Doctors have been put in "an impossibly difficult position" by a judge's ruling that a terminally ill man should not be denied life-prolonging treatment, the Court of Appeal was told yesterday. The "right to live" judgment raises the risk that physicians will be forced to inflict procedures on dying patients that do them more harm than good, it was claimed.

The General Medical Council is appealing against a decision by Mr Justice Munby last year that Leslie Burke, who suffers from the degenerative brain condition cerebella ataxia, should not be denied artificial nutrition and hydration during the final stages of his illness.

Mr Burke, 45, who is confined to a wheelchair, brought the case because he was concerned that doctors would withdraw feeding and hydration when he was too incapacitated to object, leaving him to starve to death.

Guidelines drawn up by the GMC stated that if a patient's condition has deteriorated so severely and the prognosis is so poor, doctors can stop artificial feeding if they believe it would be "too burdensome in relation to the possible benefits".

In his judgment, Mr Justice Munby partly upheld Mr Burke's claim and told the GMC to redraft its advice to doctors. The GMC is now appealing against that ruling, saying it threatens the doctor-patient relationship and is insufficiently clear about what changes are required.

Philip Havers QC, representing the GMC, told three appeal judges, headed by the Master of the Rolls, Lord Phillips of Worth Matravers, that the law did not state that a patient has a right to require the provision of any particular form of treatment. He said the conclusion of the earlier judgment was not in the best interests of patients because, firstly, doctors would have to provide treatment which they knew would be of no benefit or could be harmful.

Second, to require a doctor to do so was destructive of the relationship between doctor and patient.

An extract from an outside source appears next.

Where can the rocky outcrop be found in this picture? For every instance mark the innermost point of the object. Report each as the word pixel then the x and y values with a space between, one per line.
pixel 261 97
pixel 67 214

Third, said Mr Havers, such a conclusion "puts the doctor in an impossibly difficult position, for a doctor should never be required to provide a particular form of treatment to a patient which he does not consider to be clinically appropriate. "Doctors are under a professional duty not to provide such treatments to patients." Mr Havers said the main purpose of the GMC was to "protect, promote and maintain" the health of the public, including those who need life-prolonging treatment.

The case is being closely watched by doctors, and by pro- and anti-euthanasia campaigners, as it goes to the heart of the debate over end-of-life decisions. Lawyers representing Mr Burke say Mr Justice Munby's judgment represents a shift in the balance of power away from the doctor to the patient, and from the medical profession to the courts. But the medical profession is concerned that the ruling amounts to allowing "treatment on demand".

Mr Burke, a former postman from Lancaster, was in court for the start of the hearing, which is expected to last at least a week.

In a separate case, the High Court and the Court of Appeal have upheld a decision by doctors not to resuscitate the disabled 18-month old baby Charlotte Wyatt if she stops breathing. They believe it would not be in her best interests.